According to Curtis Financial Group, only 75 deals closed in the region during the fourth quarter of 2008, as opposed to 147 during the same period in the previous year, and 145 in 2006.
During the first quarter of last year, Curtis Financial reported 142 regional deals, more than any first quarter of the previous three years.
"At the beginning of the year, everyone was optimistic that things would continue," said Kathleen Shay, a partner who handles mergers and acquisitions at Duane Morris in Philadelphia. "But when the liquidity crisis really became bad in the late summer and fall, it really destroyed the capital markets."
"By the end of the year, I was seeing that some companies were in tune to just stay alive, make it work," Shay continued. "For the most part, they were finding transactions where they could have strategic alliances."
Many deals involved complex "earn-outs," performance-based incentives for the sellers should they reach specified goals. For example, when Novartis AG purchased Protez Pharmaceuticals of Malvern for $100 million in cash in June, the contract stipulated that Protez could earn up to $300 million more if certain clinical milestones, regulatory approvals and commercial targets are achieved.
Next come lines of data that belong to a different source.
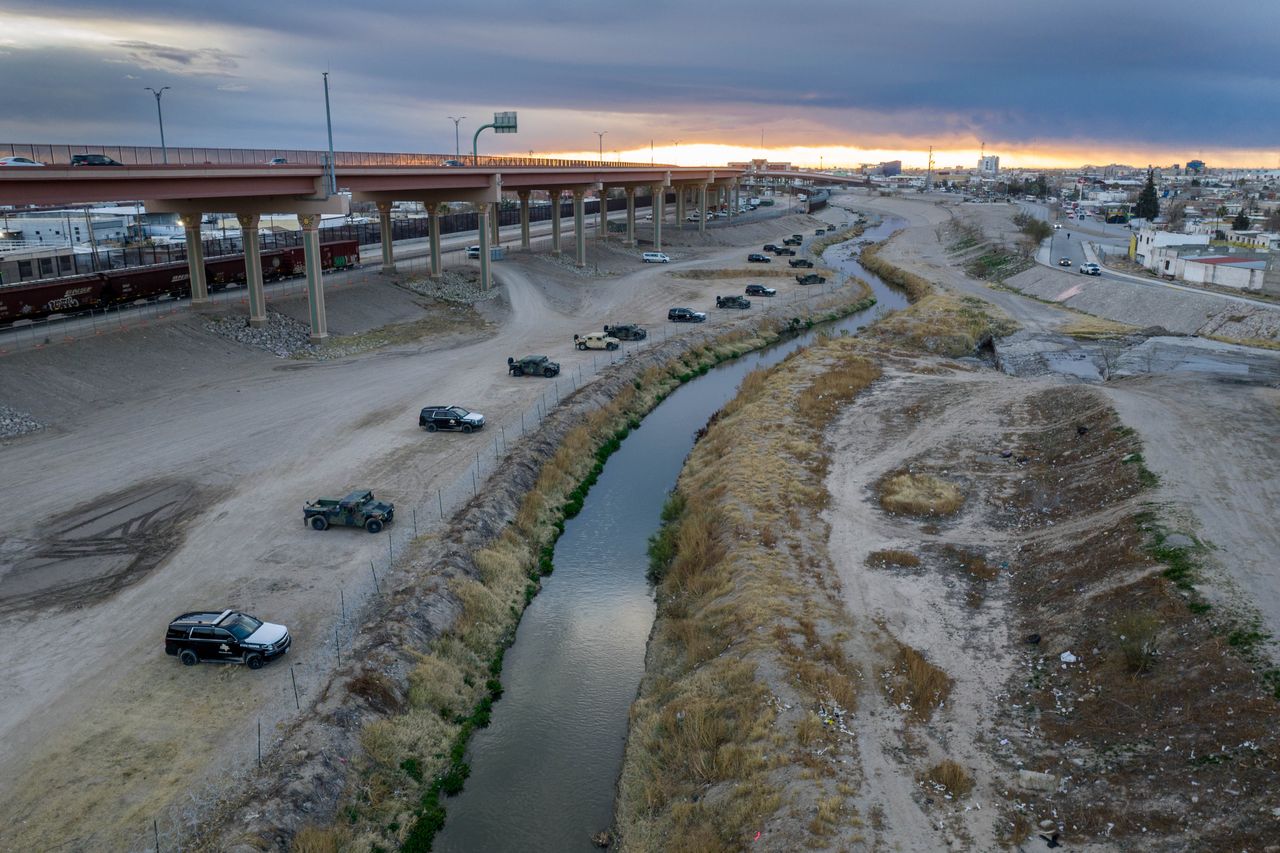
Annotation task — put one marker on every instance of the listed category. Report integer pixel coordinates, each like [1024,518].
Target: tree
[1147,206]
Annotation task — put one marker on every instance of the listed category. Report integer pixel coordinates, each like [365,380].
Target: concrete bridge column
[315,282]
[554,196]
[433,223]
[658,204]
[254,268]
[631,217]
[483,229]
[580,227]
[524,219]
[196,259]
[384,229]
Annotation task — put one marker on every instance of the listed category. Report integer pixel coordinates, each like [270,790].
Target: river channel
[543,772]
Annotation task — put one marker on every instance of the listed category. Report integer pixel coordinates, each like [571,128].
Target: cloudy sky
[1050,82]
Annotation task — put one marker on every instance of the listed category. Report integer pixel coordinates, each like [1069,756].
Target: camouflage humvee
[356,510]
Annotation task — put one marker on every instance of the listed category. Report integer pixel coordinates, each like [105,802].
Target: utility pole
[158,92]
[457,146]
[328,121]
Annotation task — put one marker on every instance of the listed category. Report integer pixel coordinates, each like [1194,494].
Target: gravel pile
[14,423]
[453,286]
[282,336]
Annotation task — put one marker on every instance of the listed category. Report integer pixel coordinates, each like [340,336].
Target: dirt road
[172,478]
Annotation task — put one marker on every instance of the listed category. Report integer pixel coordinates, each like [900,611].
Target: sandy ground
[172,478]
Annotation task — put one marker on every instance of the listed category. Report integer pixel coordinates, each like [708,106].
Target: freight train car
[78,293]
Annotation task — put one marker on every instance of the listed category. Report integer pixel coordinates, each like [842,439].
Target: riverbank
[385,742]
[1022,646]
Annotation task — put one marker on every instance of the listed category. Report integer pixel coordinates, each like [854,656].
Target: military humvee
[533,365]
[356,510]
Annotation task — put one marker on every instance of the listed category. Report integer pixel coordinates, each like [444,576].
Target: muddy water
[543,774]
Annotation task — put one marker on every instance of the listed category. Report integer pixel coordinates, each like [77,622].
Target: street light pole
[457,145]
[158,92]
[328,121]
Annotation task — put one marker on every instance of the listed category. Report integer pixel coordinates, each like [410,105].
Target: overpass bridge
[251,188]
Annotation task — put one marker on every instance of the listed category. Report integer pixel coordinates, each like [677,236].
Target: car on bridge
[626,332]
[449,418]
[685,315]
[595,341]
[225,637]
[533,366]
[92,159]
[357,510]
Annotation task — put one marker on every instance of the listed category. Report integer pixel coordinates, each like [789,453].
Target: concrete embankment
[385,740]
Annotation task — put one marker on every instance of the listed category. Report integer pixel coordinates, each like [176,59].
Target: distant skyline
[1041,85]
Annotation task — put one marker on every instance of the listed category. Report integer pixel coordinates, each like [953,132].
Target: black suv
[227,637]
[685,315]
[92,159]
[434,418]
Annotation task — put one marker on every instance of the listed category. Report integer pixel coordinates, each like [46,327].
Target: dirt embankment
[941,615]
[374,760]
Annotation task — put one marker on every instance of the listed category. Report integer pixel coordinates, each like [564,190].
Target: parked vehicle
[626,332]
[92,159]
[357,510]
[595,341]
[685,315]
[533,366]
[225,637]
[77,293]
[451,418]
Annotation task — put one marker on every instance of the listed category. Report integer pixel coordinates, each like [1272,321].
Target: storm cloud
[1166,74]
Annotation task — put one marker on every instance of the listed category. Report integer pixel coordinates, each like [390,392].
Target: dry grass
[885,559]
[922,495]
[950,776]
[316,839]
[1095,328]
[913,682]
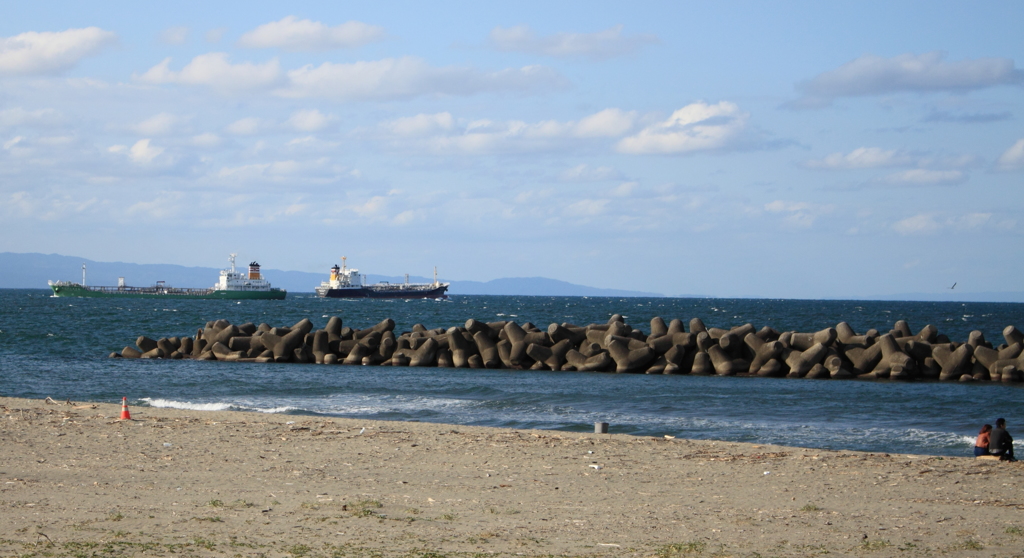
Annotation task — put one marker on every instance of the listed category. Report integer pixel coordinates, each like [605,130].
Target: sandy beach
[75,480]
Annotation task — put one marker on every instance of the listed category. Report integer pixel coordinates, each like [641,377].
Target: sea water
[58,347]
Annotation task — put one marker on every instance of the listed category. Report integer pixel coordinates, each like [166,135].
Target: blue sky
[776,149]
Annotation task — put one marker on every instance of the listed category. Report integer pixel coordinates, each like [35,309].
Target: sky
[780,149]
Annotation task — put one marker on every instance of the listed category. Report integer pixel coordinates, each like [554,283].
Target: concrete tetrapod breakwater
[670,347]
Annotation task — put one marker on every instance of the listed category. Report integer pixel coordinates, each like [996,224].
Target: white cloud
[294,34]
[799,214]
[158,124]
[214,70]
[695,127]
[50,52]
[1013,158]
[924,177]
[317,170]
[245,126]
[174,35]
[141,153]
[926,223]
[607,123]
[442,133]
[308,121]
[599,45]
[871,75]
[584,173]
[861,158]
[409,77]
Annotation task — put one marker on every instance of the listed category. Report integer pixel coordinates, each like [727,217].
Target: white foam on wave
[189,405]
[185,405]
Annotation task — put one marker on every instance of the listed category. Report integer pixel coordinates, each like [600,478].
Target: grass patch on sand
[680,549]
[878,544]
[967,544]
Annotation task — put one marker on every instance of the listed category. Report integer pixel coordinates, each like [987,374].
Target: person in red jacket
[981,445]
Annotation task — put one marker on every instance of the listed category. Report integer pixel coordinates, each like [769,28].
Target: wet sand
[77,481]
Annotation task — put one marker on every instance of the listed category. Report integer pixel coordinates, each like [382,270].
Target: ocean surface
[58,347]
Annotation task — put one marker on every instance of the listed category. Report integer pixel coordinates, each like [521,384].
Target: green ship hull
[75,290]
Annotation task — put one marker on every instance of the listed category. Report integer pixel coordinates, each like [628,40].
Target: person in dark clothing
[1000,442]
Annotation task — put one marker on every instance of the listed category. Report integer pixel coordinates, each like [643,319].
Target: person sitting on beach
[981,446]
[1000,442]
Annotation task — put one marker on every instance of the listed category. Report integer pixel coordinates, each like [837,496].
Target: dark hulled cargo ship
[347,283]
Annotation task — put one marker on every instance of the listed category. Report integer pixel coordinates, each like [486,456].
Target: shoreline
[215,482]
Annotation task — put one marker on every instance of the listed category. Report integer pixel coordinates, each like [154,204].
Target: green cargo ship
[231,286]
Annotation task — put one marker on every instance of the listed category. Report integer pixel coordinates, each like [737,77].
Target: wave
[189,405]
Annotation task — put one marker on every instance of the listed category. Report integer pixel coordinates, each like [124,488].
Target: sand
[77,481]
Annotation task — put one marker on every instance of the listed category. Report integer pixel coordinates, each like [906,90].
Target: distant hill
[33,270]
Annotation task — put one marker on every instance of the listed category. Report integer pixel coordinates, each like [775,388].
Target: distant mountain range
[33,270]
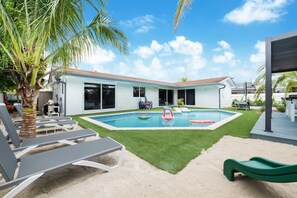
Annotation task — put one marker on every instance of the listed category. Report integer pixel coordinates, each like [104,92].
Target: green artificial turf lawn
[172,150]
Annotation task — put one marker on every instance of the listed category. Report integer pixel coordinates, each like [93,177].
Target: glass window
[162,97]
[138,91]
[190,96]
[142,91]
[170,97]
[108,96]
[181,94]
[135,91]
[92,96]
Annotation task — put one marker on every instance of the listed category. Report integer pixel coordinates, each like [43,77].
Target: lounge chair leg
[22,185]
[67,142]
[102,166]
[18,155]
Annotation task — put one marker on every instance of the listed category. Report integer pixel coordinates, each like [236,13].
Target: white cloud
[165,62]
[257,11]
[223,45]
[226,56]
[259,57]
[143,24]
[186,47]
[99,56]
[145,51]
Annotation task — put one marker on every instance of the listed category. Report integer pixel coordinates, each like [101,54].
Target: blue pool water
[131,120]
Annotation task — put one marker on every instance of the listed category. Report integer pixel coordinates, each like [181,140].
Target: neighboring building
[81,92]
[244,88]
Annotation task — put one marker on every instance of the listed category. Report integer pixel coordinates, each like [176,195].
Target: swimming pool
[131,121]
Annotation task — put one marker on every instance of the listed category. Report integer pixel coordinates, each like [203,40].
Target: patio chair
[19,109]
[30,168]
[261,169]
[28,144]
[293,110]
[185,110]
[61,124]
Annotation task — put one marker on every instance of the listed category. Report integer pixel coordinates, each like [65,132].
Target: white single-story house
[80,92]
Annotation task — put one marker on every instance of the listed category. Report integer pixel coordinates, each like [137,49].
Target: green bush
[280,106]
[180,102]
[259,102]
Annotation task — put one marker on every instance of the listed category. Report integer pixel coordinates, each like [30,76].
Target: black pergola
[281,56]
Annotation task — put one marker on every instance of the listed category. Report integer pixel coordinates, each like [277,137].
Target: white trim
[210,127]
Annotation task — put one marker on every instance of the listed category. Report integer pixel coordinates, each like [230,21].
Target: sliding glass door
[165,97]
[92,96]
[188,96]
[108,96]
[99,96]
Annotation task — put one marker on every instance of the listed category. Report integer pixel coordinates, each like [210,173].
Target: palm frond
[182,6]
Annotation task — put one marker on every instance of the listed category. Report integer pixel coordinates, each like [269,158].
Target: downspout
[224,86]
[64,93]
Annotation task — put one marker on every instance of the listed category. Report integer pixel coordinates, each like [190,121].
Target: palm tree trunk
[29,96]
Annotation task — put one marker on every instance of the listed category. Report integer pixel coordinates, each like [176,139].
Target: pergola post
[268,87]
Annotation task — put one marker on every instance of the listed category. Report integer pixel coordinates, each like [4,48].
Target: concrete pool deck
[210,127]
[202,177]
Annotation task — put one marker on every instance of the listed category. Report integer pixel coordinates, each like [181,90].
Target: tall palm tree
[182,6]
[38,35]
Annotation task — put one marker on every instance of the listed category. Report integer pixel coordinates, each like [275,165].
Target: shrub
[259,102]
[280,106]
[180,102]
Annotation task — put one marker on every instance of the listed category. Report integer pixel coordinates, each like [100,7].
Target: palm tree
[38,35]
[285,79]
[183,79]
[182,5]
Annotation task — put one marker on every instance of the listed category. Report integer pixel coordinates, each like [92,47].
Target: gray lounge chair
[19,109]
[57,123]
[34,166]
[27,145]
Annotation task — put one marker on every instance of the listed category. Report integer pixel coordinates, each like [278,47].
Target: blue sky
[215,38]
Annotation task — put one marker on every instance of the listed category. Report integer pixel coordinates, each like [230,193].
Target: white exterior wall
[207,96]
[226,95]
[124,99]
[277,96]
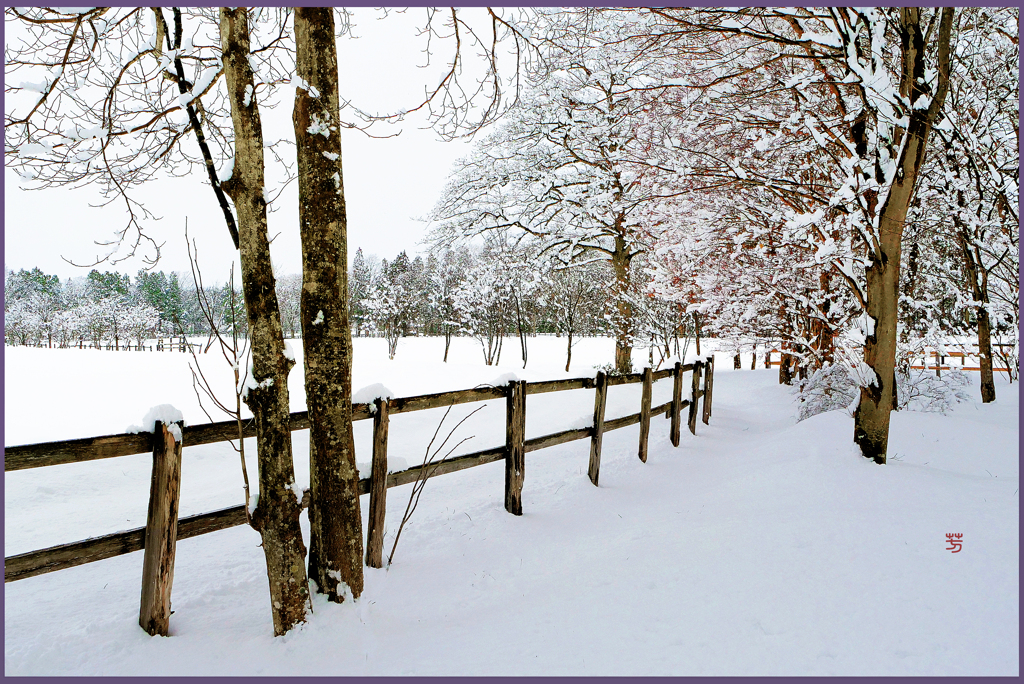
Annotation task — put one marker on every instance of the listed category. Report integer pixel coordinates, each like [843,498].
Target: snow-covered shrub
[832,388]
[921,390]
[828,388]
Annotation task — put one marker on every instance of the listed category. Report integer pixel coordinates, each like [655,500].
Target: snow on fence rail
[166,527]
[160,344]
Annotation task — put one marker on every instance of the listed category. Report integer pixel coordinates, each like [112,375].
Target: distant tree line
[487,293]
[105,307]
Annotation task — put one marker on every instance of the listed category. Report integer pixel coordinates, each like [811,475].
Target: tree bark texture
[677,403]
[691,421]
[335,521]
[882,289]
[624,309]
[378,487]
[709,388]
[645,398]
[515,435]
[600,399]
[161,532]
[276,515]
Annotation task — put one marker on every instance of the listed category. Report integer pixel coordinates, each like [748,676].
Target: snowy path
[759,547]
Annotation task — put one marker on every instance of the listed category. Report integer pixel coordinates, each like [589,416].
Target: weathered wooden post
[515,452]
[600,398]
[378,486]
[694,394]
[648,381]
[161,529]
[677,402]
[709,385]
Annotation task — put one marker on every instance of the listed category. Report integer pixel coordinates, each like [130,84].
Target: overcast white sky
[388,182]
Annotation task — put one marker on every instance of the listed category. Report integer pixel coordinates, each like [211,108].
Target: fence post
[161,531]
[694,393]
[709,385]
[378,486]
[648,381]
[677,402]
[600,398]
[515,435]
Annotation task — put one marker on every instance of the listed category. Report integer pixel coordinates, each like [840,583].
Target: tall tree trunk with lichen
[882,289]
[621,258]
[276,514]
[335,521]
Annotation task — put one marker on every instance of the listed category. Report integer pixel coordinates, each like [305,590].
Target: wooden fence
[164,527]
[931,360]
[160,344]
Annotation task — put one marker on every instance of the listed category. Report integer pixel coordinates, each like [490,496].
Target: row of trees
[107,307]
[120,96]
[842,180]
[487,294]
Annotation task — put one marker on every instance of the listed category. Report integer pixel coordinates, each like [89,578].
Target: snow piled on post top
[166,414]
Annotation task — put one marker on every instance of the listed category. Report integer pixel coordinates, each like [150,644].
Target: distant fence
[164,527]
[931,360]
[159,344]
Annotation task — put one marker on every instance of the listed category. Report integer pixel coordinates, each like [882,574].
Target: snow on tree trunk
[882,285]
[335,521]
[276,514]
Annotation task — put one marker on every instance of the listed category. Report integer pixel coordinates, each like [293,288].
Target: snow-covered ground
[761,546]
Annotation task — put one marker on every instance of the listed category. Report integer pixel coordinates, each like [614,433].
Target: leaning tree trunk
[335,521]
[624,309]
[979,291]
[276,514]
[870,430]
[568,350]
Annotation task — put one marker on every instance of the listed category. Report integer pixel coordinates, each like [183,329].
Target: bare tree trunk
[276,515]
[877,399]
[696,331]
[335,521]
[568,351]
[624,309]
[985,355]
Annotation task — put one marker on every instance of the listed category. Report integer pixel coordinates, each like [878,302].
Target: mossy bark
[335,521]
[276,515]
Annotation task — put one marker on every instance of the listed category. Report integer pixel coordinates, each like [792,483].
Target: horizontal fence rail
[79,451]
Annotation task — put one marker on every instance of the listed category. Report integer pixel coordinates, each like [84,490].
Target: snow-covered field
[761,546]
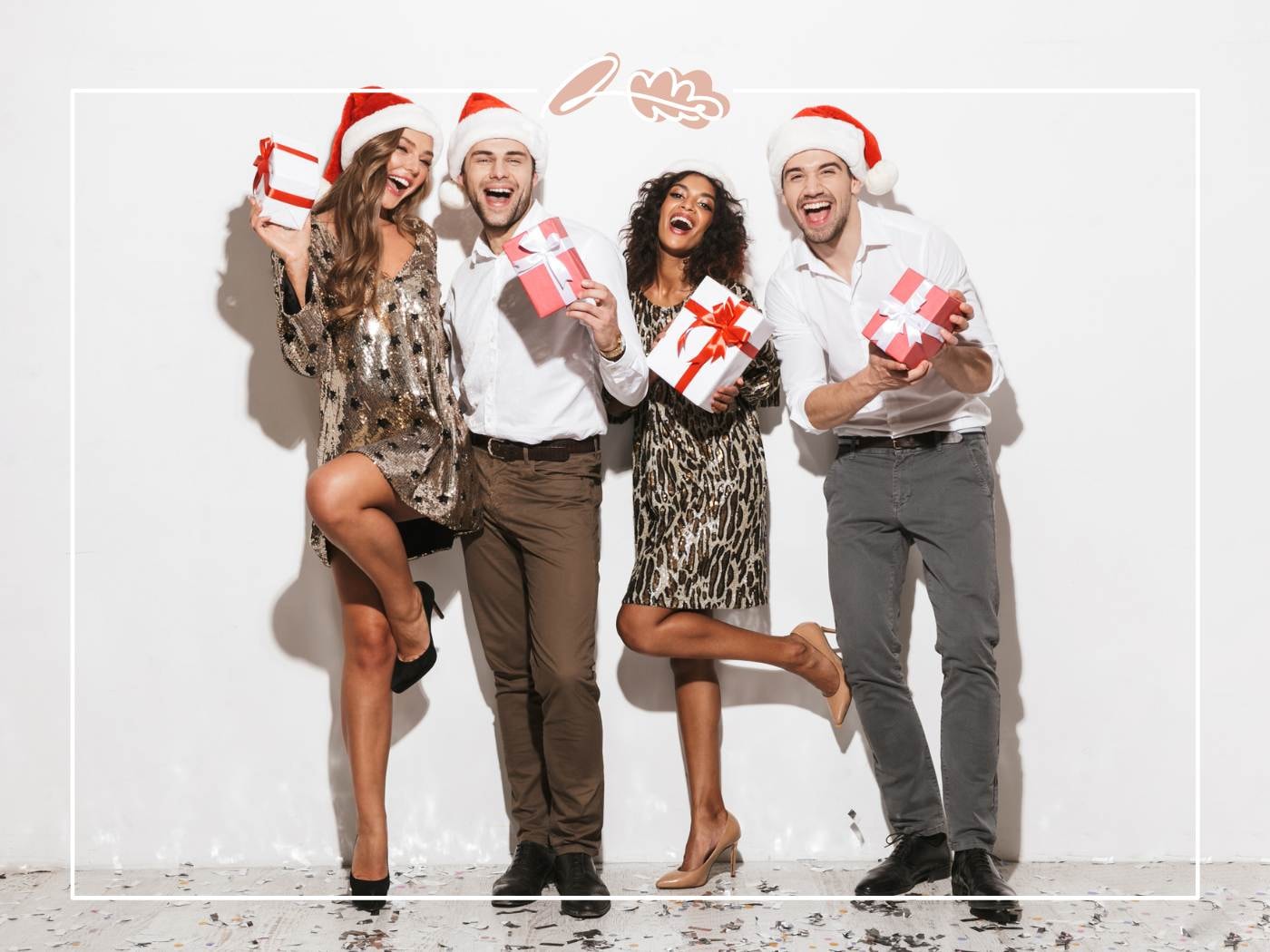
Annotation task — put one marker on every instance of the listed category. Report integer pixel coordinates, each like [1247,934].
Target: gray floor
[37,911]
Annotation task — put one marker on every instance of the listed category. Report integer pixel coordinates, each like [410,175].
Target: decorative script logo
[686,98]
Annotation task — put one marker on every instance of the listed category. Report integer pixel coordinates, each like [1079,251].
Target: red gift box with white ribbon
[548,266]
[907,323]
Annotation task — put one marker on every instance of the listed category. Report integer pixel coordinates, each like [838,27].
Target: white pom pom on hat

Howard Snyder of Curtis Financial argued that the slowdown in dealmaking is exaggerated by the fact that after the 2001-2002 recession, M&As were championed by lenders who offered friendly terms and questionable covenants.
"Especially over the previous 18 to 24 months, there was an explosion of capital availability at historically loose terms," Snyder said. "What we're seeing now is a return to a more selective - and possibly too selective - investment or lending criteria."
He said that despite the gloom, capital is available.
"The kinds of transactions that are happening are growth investments by well-heeled companies that are looking four, five or six years out," Snyder said.
He has identified more than 2,500 well-run, privately held, middle-market companies in the Greater Philadelphia region that could be targeted.
Financial buyers are salivating at the lowered valuations, experts said, but securing financing has become difficult.
Venture capitalists invested $28.3 billion in 3,808 worldwide deals in 2008, compared with $30.8 billion in 3,952 deals in 2007, according to the MoneyTree Report by PricewaterhouseCoopers and the National Venture Capital Association (NVCA), based on data from Thomson Reuters. It was the first time since 2003 that the totals dropped below the previous year.
During the fourth quarter of last year, venture capital investments totaled $5.4 billion, the least amount spent since the first quarter of 2005. During the first three quarters of 2008, venture capitalists invested more than $7 billion per quarter, and during the fourth quarter of 2007, financial investors spent more than $8 billion.
"The leveraged loan market is still in miserable shape, so bigger deals are not likely to resume for some time," said Patrick Hurley, managing director at MidMarket Capital Advisors in Philadelphia. "The smaller deal market, especially for add-on acquisitions, is actually pretty good because the banks that are still in business want to show some activity."
NewSpring Capital of Radnor totaled 14 transactions in 2008, making it among the most active buyers in the region. Its mezzanine fund closed four deals, compared with six in 2007 and four in 2006.
"What I see out there is fear," said Michael DiPiano, a general partner of NewSpring Ventures and the managing partner of NewSpring Capital. "It just changed so fast. The rhetoric on all your television news stations and the Internet is so negative, and so flamboyantly negative."
Still, he predicted that valuations had bottomed. His firm is cautiously looking for investment opportunities.
"Everyone is optimistic that things will settle down, but they are not optimistic that it will happen quickly," Duane Morris' Shay said. "Everyone is saying that 2009 is not going to be a good year. If things go well, and decisions made by the government are good decisions that have the right impact, then 2009 will build the base for 2010."